The whole state of Iowa is currently experiencing some level of drought. This was according to an update released Thursday. Some parts of Northeast Iowa have joined the dry side as reflected by the report from the US Drought Monitor. Other areas of the state slipped deeper into the rankings.
The US Drought Monitor utilizes a scale ranging from D0, abnormally dry, to D4, exceptional drought. The latest report showed that a fifth of Iowa’s landmass is in D2 or severe drought. Around 60 percent is in at least D1 or moderate drought.
According to the report, the central part of the nation experienced above-normal temperatures with worsening drought that led to widespread deterioration of conditions across the Midwest. Last week, Black Hawk, Bremer, Butler, Buchanan and Fayette are the remaining counties in Iowa that were drought-free. At present, they are now abnormally dry according to the report.
The US Drought Monitor noted the fast onset of dry conditions in the Midwest. It stated that above-normal temperatures as well as fast deteriorating soil moisture conditions have led to a late-season flash drought.

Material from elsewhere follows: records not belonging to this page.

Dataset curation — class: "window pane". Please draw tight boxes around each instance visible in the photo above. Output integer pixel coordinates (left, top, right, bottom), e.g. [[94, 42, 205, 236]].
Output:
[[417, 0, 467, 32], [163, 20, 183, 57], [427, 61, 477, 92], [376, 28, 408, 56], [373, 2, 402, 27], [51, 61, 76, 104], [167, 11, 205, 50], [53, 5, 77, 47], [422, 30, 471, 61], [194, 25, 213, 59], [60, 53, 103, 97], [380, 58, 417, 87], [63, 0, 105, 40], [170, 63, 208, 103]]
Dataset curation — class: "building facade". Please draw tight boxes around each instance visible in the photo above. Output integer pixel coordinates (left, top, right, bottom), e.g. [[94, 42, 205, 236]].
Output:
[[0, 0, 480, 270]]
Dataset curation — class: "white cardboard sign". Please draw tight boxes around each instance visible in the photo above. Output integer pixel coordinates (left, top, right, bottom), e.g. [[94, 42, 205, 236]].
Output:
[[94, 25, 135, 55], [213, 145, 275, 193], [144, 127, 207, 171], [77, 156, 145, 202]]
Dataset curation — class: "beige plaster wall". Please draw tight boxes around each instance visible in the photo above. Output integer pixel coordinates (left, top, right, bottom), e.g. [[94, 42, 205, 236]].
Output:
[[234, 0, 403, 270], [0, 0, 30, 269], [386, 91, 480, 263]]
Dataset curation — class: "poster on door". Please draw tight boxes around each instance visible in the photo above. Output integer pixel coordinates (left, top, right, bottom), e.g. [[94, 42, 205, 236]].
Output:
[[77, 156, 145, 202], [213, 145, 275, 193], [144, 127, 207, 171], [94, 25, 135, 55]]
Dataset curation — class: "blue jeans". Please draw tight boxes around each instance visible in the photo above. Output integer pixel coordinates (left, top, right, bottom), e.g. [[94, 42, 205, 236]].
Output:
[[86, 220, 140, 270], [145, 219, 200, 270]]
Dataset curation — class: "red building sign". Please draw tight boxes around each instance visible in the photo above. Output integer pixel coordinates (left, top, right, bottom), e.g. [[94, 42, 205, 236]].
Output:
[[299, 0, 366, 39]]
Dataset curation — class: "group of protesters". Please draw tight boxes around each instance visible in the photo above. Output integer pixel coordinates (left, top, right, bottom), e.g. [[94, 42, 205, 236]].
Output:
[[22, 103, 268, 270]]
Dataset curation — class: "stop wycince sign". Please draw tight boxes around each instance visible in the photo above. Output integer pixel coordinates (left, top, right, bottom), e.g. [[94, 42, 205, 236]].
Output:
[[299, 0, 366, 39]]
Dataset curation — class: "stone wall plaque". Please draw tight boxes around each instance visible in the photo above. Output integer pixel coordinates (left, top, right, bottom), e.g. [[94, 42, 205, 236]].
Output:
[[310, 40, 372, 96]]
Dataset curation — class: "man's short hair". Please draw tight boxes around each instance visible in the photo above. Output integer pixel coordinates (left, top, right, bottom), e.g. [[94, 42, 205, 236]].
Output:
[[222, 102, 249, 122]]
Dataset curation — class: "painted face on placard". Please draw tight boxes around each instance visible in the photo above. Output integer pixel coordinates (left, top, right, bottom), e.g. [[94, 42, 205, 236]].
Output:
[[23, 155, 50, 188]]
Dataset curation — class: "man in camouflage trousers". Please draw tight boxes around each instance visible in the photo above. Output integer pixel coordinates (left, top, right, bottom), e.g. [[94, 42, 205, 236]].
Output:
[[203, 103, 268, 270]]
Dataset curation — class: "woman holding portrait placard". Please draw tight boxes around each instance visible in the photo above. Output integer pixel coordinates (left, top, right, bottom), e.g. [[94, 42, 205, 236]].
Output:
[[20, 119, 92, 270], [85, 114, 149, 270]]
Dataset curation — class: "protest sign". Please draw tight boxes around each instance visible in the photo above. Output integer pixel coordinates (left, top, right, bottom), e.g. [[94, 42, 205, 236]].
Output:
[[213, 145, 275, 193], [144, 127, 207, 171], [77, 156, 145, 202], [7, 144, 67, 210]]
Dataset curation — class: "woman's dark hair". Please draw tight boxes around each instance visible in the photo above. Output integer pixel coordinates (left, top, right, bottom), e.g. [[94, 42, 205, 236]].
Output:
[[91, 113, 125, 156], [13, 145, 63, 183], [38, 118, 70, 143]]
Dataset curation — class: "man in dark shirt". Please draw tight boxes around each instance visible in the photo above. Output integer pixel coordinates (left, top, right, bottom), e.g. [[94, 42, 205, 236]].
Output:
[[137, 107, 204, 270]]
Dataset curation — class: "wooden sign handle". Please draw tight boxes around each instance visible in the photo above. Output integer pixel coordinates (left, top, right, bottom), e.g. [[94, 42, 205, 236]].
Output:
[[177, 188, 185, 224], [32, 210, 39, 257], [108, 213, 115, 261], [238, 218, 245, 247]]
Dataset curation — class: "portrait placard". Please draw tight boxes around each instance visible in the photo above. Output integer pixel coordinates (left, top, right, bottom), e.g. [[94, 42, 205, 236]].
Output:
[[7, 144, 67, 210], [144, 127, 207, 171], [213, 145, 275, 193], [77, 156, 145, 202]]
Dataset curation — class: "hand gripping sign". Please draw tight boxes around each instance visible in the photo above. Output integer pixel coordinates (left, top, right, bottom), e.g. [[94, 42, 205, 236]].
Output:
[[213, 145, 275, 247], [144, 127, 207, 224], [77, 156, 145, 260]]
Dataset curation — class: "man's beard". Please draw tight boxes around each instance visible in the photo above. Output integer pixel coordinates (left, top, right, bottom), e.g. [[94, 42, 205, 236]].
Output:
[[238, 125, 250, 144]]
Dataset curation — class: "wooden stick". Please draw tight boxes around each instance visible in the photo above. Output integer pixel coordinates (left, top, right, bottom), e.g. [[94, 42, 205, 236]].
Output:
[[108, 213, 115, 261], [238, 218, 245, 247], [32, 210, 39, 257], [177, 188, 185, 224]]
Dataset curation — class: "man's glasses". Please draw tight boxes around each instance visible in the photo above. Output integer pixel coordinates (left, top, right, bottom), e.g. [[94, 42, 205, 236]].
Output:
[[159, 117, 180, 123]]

Iowa started 2013 in dire conditions, with projections showing grim consequences. From January to May, the state got 11.46 inches more rain than the normal in Waterloo. Most of the rainfall came in April and May that recorded 9.69 inches of rain.
Most communities in Northeast Iowa experienced flooding rivers, damaged roads and wet basements instead of drought. Toward the end of April, the eastern half of Iowa was drought-free. June ended with the entire state free of dry conditions.
However, the weather changed by the middle of July. The month produced more than 4 inches of rain in Waterloo but most dropped on July 25 with 3.09 inches. By Wednesday, Waterloo got 1.91 inches but most of the rain came during a single storm last August 5.